A = randi([-5,5],[10,7])
A = 10×7
0 -2 -5 -1 -3 1 0 2 1 -5 5 5 5 -2 3 0 4 -5 -2 5 -2 -3 5 -5 1 3 5 0 5 4 -4 -3 4 -5 -1 4 1 -4 -1 -1 -3 -5 2 4 -1 0 -2 5 1 0 1 3 0 3 5 -5 3 4 -1 1 -1 1 2 -2 5 -4 -1 1 -3 -1
[~,col] = max(A > 0,[],2)
col = 10×1
6 1 1 2 1 1 1 2 1 2
Why does it work? A > 0 returns an array that is true (1) only when a number is positive.
Max returns the location of the first such element (among equal maxes) that it finds. And since the A>0 matrix is a boolean one, it is composed of only 0 and 1 elements.
Will this fail if there are no positive elements at all in a row? Well, yes. In that case, it will return 1 for those rows.
But that is true of almost any of the schemes suggested by others. If you want a scheme that will return perhaps a NaN for those rows where there were no positive elements, you could patch it by one more test. I'll regenerate a new matrix with only a few columns, but many negative elements, to insure at least one row will have all non-positive elements.
A = randi([-10,5],[10,3])
A = 10×3
-4 2 -8 -1 -3 -4 -6 5 -2 -5 -10 4 4 -1 2 -4 4 0 -2 -4 -4 -9 -9 -1 -7 3 2 3 3 -7
[~,col] = max(A > 0,[],2);
col(~any(A>0,2)) = NaN
col = 10×1
2 NaN 2 3 1 2 NaN NaN 2 1
As you can see, in this final result, rows {2,7,8} had no positive elements at all, so a NaN was generated for those rows.
Or, perhaps you don't want to see a NaN generated. What we might do here is to append an extra column, that is ALWAYS positive. This is a common trick one can employ.
[~,col] = max([A,ones(size(A,1),1)] > 0,[],2)
col = 10×1
2 4 2 3 1 2 4 4 2 1
So for a 3 column array, it returns the number 4 where there were NO positive elements.

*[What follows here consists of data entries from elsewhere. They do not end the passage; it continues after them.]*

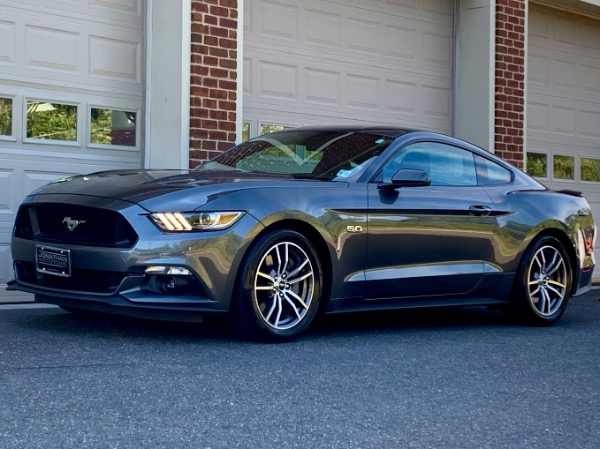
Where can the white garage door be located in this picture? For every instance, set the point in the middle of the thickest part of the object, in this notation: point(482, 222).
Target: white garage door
point(563, 114)
point(71, 96)
point(341, 61)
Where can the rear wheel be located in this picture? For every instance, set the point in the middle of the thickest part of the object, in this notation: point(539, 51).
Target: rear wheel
point(544, 283)
point(279, 288)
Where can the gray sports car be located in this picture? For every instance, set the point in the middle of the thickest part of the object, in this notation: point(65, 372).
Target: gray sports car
point(312, 219)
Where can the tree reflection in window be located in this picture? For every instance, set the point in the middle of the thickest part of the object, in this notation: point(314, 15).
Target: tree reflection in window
point(112, 127)
point(564, 167)
point(590, 169)
point(537, 165)
point(53, 121)
point(6, 116)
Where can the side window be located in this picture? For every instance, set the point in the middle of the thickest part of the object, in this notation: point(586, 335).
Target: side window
point(489, 173)
point(447, 165)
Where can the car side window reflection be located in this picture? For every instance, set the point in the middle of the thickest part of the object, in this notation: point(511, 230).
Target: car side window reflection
point(447, 165)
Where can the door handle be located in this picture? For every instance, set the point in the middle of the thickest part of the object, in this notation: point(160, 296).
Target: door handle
point(480, 211)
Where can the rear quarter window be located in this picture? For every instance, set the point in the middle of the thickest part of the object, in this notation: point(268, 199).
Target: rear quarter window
point(489, 173)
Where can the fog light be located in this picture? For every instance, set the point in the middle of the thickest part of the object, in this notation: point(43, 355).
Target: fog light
point(168, 270)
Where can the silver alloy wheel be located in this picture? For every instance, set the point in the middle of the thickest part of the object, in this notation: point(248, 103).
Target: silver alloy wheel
point(284, 285)
point(547, 280)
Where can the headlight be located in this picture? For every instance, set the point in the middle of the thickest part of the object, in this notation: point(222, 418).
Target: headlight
point(194, 221)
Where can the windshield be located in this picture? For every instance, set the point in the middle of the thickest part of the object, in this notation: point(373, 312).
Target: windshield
point(306, 154)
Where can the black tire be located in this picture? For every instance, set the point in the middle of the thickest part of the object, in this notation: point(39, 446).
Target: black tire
point(543, 283)
point(278, 289)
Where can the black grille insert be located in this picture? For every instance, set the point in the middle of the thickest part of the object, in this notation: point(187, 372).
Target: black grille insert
point(73, 224)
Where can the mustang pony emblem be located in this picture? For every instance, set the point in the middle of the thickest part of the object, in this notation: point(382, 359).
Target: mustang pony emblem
point(72, 224)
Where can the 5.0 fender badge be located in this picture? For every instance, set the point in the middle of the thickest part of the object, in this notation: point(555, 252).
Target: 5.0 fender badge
point(71, 223)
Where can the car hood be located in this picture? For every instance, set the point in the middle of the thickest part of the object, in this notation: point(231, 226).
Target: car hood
point(153, 189)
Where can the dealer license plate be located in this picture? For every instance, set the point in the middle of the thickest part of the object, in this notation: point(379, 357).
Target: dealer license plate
point(55, 261)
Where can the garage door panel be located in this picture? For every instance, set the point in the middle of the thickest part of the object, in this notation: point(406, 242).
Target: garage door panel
point(127, 12)
point(563, 102)
point(81, 63)
point(47, 50)
point(335, 61)
point(349, 33)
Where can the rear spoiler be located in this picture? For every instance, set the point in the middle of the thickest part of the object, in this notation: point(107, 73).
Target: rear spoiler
point(571, 192)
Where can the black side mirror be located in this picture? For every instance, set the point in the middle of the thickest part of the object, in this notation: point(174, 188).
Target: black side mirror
point(407, 177)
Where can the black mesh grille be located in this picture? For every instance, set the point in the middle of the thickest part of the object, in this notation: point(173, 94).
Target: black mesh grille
point(77, 225)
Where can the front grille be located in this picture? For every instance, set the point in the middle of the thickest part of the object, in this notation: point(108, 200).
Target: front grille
point(72, 224)
point(91, 281)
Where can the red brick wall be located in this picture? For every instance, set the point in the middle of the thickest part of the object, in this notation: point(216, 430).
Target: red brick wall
point(510, 80)
point(213, 78)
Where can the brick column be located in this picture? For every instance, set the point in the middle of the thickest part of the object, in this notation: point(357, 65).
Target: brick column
point(510, 80)
point(213, 84)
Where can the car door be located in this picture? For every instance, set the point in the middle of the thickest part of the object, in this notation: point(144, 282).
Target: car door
point(428, 240)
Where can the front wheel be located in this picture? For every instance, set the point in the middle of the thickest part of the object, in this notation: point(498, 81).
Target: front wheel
point(279, 288)
point(543, 283)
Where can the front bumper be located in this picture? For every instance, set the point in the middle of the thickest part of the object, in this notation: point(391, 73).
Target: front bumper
point(115, 279)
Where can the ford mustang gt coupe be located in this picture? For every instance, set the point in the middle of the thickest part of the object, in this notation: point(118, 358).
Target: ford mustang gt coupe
point(313, 219)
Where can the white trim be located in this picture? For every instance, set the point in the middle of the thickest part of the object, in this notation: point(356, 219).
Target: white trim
point(148, 82)
point(526, 86)
point(239, 104)
point(186, 69)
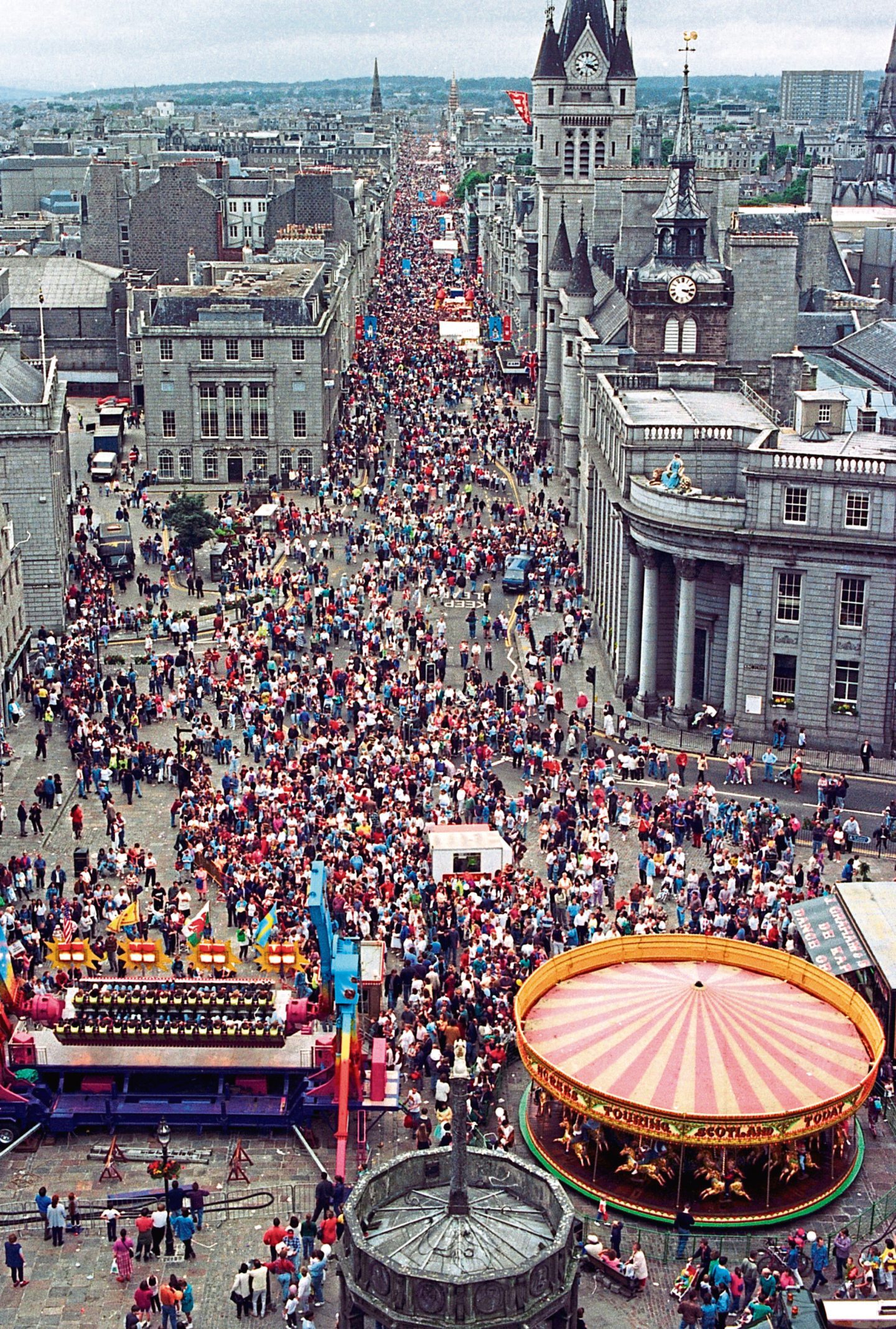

In the end, it is important that you decide what to do when NO elements are positive in a row, as you should expect to see a bug in your code at some point.
  1 Kommentar
Les Beckham
Les Beckham am 15 Mär. 2023
Bearbeitet: Les Beckham am 15 Mär. 2023
Except that it doesn't quite work. Row 3 has no positive elements, but this approach returns a 1 for that row.